PDF layout and section parameters.  All keys are optional; built-in
defaults are used for any omitted key.

``report.meta``
   :Type: mapping
   :Default: all defaults applied

   ``meta.title``
      :Type: ``str``
      :Default: ``Bibliographic report — Pysyrev``

   ``meta.subtitle``
      :Type: ``str``
      :Default: ``null``

   ``meta.author``
      :Type: ``str``
      :Default: ``Report generated with the pysyrev engine (v0.1)``

   ``meta.date_format``
      :Type: ``str``
      :Default: ``%d/%m/%Y``

      ``strftime``-compatible format string for the report date.

   ``meta.version``
      :Type: ``str``
      :Default: ``1.0.0``

   ``meta.summary``
      :Type: ``str``
      :Default: ``null``

      Optional introductory paragraph shown on the cover page.

``report.sections``
   :Type: mapping
   :Default: all defaults applied

   ``sections.topics``

      ``topics.n_repr_docs_per_topic``
         :Type: ``int``
         :Default: ``5``

         Number of representative documents (closest to the topic
         centroid) displayed in the per-topic section.

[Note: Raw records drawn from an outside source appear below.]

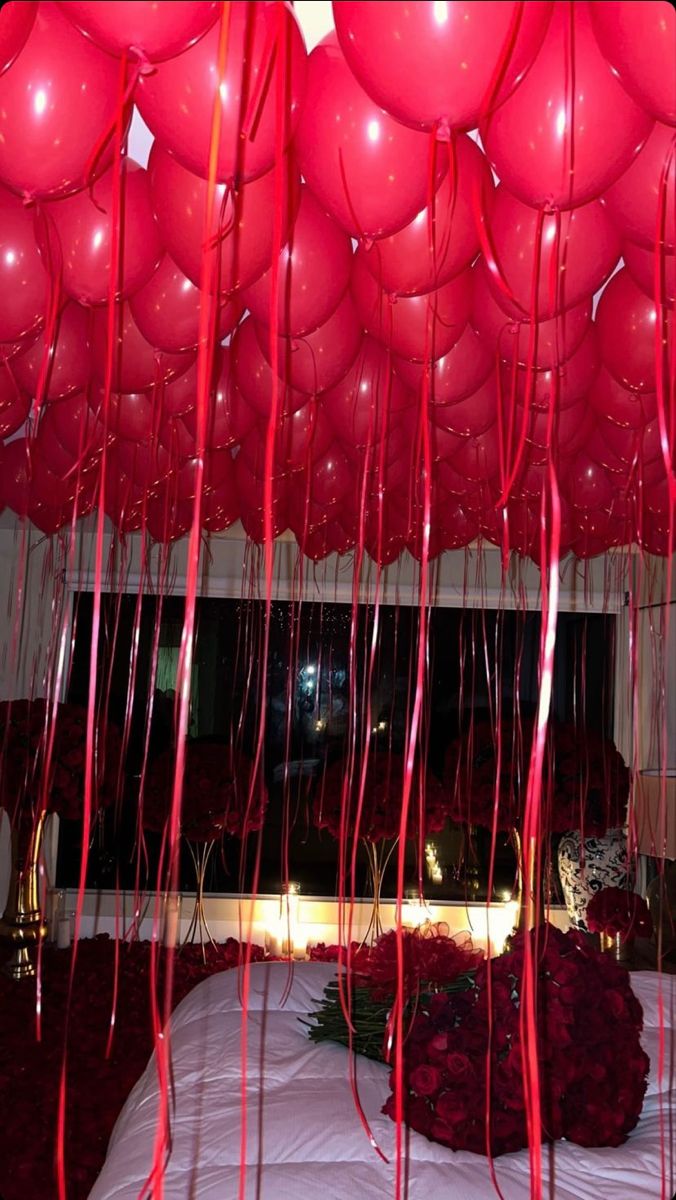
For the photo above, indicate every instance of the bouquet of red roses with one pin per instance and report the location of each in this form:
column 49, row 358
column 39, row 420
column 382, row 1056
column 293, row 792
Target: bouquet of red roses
column 585, row 780
column 215, row 795
column 381, row 810
column 618, row 912
column 25, row 730
column 593, row 1071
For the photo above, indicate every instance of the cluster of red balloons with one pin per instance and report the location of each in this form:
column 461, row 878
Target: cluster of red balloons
column 402, row 313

   ``sections.bib_network``

      ``bib_network.enabled``
         :Type: ``str``
         :Default: ``auto``
         :Values: ``auto`` | ``true`` | ``false``

         Whether to include the bibliographic network graphs in the
         report.  ``auto`` includes them when the ``bib_network`` stage
         was run and its outputs are detected.

   ``sections.temporal``

      ``temporal.variants``
         :Type: list of ``str``
         :Default: ``[absolute, cumulative, normalized, weighted]``
         :Values: any subset of ``absolute``, ``cumulative``, ``normalized``, ``weighted``

         Publication-trend chart variants included in the temporal
         analysis section.

   ``sections.topic_characteristics``

      ``topic_characteristics.n_top_cited_per_topic``
         :Type: ``int``
         :Default: ``5``

         Number of most-cited papers per topic used to compute citation
         impact scores.

      ``topic_characteristics.n_top_cited_global``
         :Type: ``int``
         :Default: ``50``

         Number of most-cited papers globally used to analyse topic
         distribution among highly cited documents.

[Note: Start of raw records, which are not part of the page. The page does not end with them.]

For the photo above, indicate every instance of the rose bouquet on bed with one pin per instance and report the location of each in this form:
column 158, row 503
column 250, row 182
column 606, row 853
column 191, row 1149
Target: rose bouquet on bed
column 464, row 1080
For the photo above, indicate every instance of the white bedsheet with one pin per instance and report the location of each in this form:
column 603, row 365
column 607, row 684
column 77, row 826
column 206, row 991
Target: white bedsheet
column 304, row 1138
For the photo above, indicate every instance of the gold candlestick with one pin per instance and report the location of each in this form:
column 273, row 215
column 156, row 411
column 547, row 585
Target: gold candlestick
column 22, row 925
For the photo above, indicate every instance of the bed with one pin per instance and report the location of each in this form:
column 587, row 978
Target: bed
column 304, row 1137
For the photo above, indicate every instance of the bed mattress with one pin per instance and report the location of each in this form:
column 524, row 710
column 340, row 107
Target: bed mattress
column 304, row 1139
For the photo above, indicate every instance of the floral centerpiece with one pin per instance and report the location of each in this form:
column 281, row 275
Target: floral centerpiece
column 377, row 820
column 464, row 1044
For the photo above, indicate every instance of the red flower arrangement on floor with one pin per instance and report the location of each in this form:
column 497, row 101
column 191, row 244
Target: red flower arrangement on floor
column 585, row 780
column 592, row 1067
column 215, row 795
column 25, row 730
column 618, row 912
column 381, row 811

   ``sections.topic_similarity``

      ``topic_similarity.clustering``
         :Type: ``bool``
         :Default: ``true``

         Reorder the similarity heatmap rows/columns by hierarchical
         clustering.

      ``topic_similarity.dendrogram``
         :Type: ``bool``
         :Default: ``true``

         Display a dendrogram alongside the heatmap.

   ``sections.paper_selection``

      ``paper_selection.min_year``
         :Type: ``int``
         :Default: ``2000``

         Only papers published from this year onward are eligible for
         the curated paper-selection section.

      ``paper_selection.proportion_per_topic``
         :Type: ``float``
         :Default: ``0.15``

         Fraction of each topic's documents included in the curated
         selection.

      ``paper_selection.selection_by``
         :Type: ``str``
         :Default: ``citations``
         :Values: ``citations`` | ``random``

         Criterion for selecting papers within each topic.

      ``paper_selection.export_annex``
         :Type: ``bool``
         :Default: ``true``

         Append a full reference list of selected papers as an annex.

      ``paper_selection.annex_format``
         :Type: ``str``
         :Default: ``csv``
         :Values: ``csv`` | ``txt``

         File format for the exported annex.